Machine learning is a powerful tool, but like every other tool, it's easy to misuse and can lead to poor results. Here are some common mistakes I'd like you to avoid.
Pitfall 1: Using ML When You Don't Need It
If you have a hammer, everything looks like a nail. Don't run around looking for ways to apply machine learning. Instead, do the opposite:
Identify relevant business problems first and see if ML could be a good fit later.
Pitfall 2: Not Having A Baseline
Double-check that you have an existing baseline to beat, such as simple heuristics or hard-coded rules.
Use ML only when you need to and can beat the baseline.
Pitfall 3: Being Too Greedy
Being too greedy for accuracy can lead to poor performance of your model on new data.
Be more conservative in your training and choose simpler algorithms over complex ones, even if their accuracy is slightly lower.
Pitfall 4: Building Too Complex Models
Don't run neural networks everywhere to gain high accuracy scores. Complex models have two disadvantages: First, they are harder to maintain and debug. Secondly, they are more likely to overfit (perform well during training but poorly on new data).
Constantly monitor your model's performance on new data as well as the model's complexity.
Pitfall 5: Data Labeling Galore
Perfectly labeled data doesn't lie around but comes at a cost. Experience shows that most ML algorithms at some point hit a plateau where additional training examples will not result in significant accuracy gains.
To avoid wasting money on collecting more and more data, set your targets first: Which accuracy do you need at least?
Pitfall 6: Ignoring Outliers
Outliers are data points that are well beyond the average value of your dataset. However, the impact of outliers can be huge for many algorithms, especially those working on regression tasks.

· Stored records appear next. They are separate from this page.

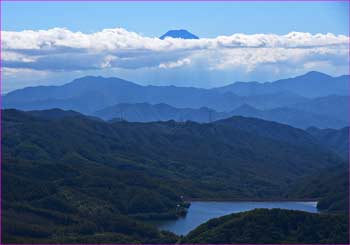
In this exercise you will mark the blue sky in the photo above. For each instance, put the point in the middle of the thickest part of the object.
(206, 19)
(48, 43)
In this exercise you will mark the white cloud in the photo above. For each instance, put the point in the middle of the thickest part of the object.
(62, 50)
(177, 63)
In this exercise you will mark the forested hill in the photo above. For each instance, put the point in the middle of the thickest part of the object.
(72, 178)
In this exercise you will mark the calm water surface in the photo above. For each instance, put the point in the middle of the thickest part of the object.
(200, 212)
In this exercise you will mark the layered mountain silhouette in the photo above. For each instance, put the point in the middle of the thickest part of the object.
(291, 101)
(184, 34)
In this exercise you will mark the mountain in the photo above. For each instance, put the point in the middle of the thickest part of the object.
(74, 179)
(184, 34)
(336, 140)
(272, 226)
(330, 186)
(334, 105)
(311, 85)
(90, 94)
(299, 117)
(144, 112)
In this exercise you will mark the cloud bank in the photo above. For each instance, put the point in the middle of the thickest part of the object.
(61, 50)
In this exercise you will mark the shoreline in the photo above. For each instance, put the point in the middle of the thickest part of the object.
(250, 200)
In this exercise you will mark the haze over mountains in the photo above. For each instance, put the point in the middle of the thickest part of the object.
(313, 99)
(83, 179)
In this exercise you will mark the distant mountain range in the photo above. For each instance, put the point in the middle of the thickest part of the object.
(184, 34)
(292, 101)
(71, 178)
(145, 112)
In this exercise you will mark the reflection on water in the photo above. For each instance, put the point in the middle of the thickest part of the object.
(200, 212)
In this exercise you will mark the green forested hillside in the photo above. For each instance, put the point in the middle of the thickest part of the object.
(77, 179)
(330, 186)
(272, 226)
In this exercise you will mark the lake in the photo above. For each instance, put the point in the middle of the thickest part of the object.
(202, 211)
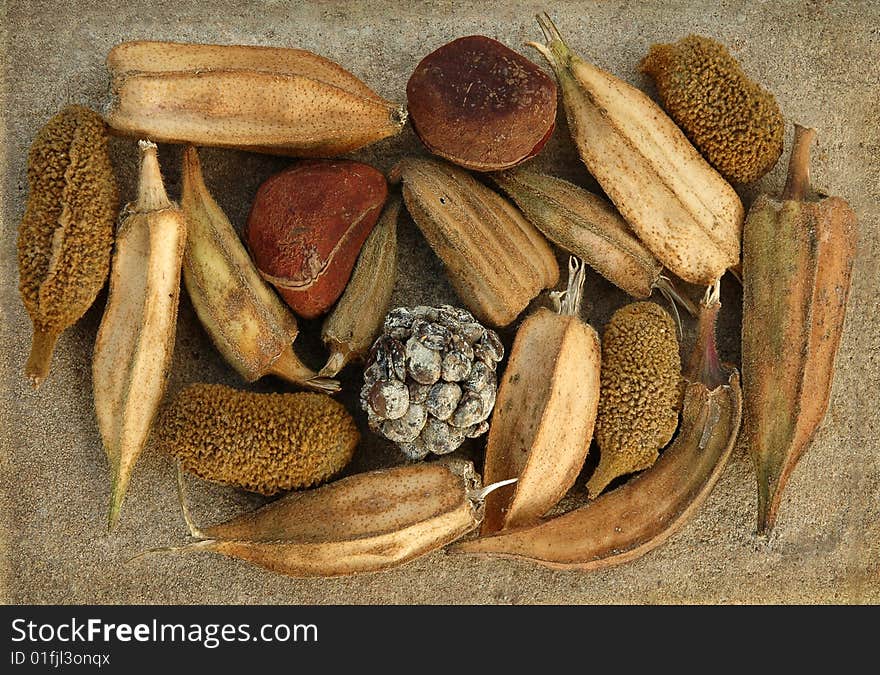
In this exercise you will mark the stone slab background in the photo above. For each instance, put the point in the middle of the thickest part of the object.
(820, 59)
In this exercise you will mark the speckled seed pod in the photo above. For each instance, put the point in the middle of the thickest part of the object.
(640, 391)
(430, 381)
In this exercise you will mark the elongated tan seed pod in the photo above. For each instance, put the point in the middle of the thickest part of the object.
(289, 102)
(135, 340)
(496, 260)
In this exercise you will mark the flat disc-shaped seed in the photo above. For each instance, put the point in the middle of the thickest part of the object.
(440, 438)
(389, 399)
(424, 364)
(469, 411)
(405, 429)
(443, 399)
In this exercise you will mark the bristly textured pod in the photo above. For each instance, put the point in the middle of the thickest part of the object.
(362, 523)
(640, 515)
(543, 421)
(349, 330)
(274, 100)
(677, 204)
(66, 234)
(135, 340)
(244, 317)
(589, 227)
(797, 268)
(495, 259)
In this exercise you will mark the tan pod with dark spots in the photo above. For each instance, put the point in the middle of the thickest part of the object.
(495, 259)
(274, 100)
(244, 317)
(363, 523)
(797, 267)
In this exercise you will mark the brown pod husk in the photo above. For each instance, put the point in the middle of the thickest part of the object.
(797, 269)
(496, 260)
(481, 105)
(66, 234)
(367, 522)
(274, 100)
(543, 421)
(307, 225)
(640, 515)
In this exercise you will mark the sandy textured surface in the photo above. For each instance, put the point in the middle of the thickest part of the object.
(821, 60)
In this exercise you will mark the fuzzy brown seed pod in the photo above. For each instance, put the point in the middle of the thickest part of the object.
(735, 123)
(265, 443)
(307, 226)
(640, 394)
(480, 104)
(66, 234)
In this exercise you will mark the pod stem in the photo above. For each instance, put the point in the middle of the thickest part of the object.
(797, 184)
(704, 365)
(288, 367)
(37, 367)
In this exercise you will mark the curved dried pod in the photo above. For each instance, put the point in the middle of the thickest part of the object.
(643, 513)
(640, 392)
(244, 317)
(66, 234)
(349, 330)
(135, 340)
(367, 522)
(676, 203)
(543, 421)
(307, 225)
(273, 100)
(589, 227)
(481, 105)
(798, 256)
(496, 260)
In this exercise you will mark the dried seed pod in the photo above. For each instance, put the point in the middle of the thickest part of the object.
(307, 226)
(687, 215)
(135, 340)
(735, 123)
(351, 327)
(634, 519)
(363, 523)
(436, 406)
(275, 100)
(496, 260)
(264, 443)
(480, 104)
(640, 394)
(66, 234)
(243, 316)
(589, 227)
(797, 270)
(543, 421)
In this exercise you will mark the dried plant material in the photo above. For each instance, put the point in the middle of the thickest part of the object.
(543, 421)
(349, 330)
(495, 259)
(798, 255)
(247, 322)
(307, 225)
(264, 443)
(632, 520)
(589, 227)
(640, 395)
(429, 381)
(684, 212)
(135, 340)
(66, 235)
(367, 522)
(481, 105)
(274, 100)
(735, 123)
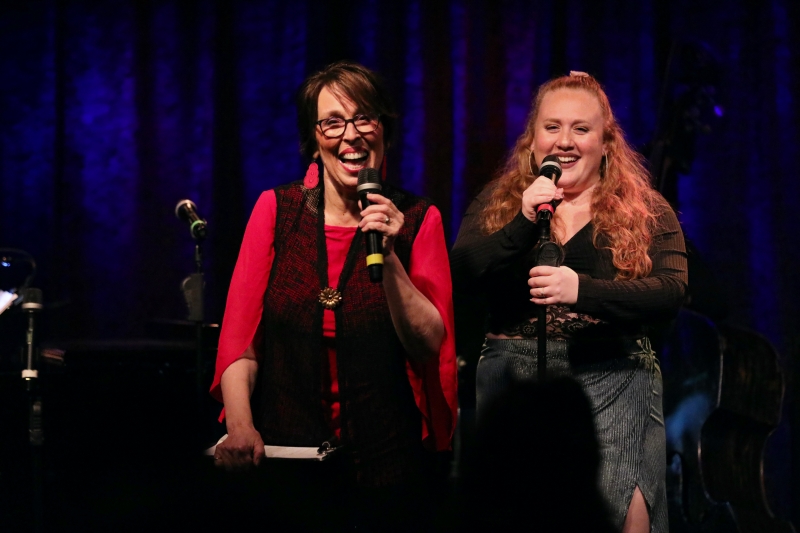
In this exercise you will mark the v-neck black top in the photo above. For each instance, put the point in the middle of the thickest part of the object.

Pay close attention to outliers in your dataset!
Pitfall 7: The Curse Of Dimensionality
More features aren't always better but can be counterproductive: The attribute "US ZIP Code" will not increase the dimensionality by 1 but by order 41,692, because many ML algorithms require encoding categorical variables into single-column features. ML algorithms struggle to extract patterns from very sparse data. To avoid:
Be careful adding new features, don't hesitate to drop redundant or irrelevant ones.
Reduce the dependencies between attributes by encoding these as a single attribute. For example, do "price per square feet" instead of "price" and "size".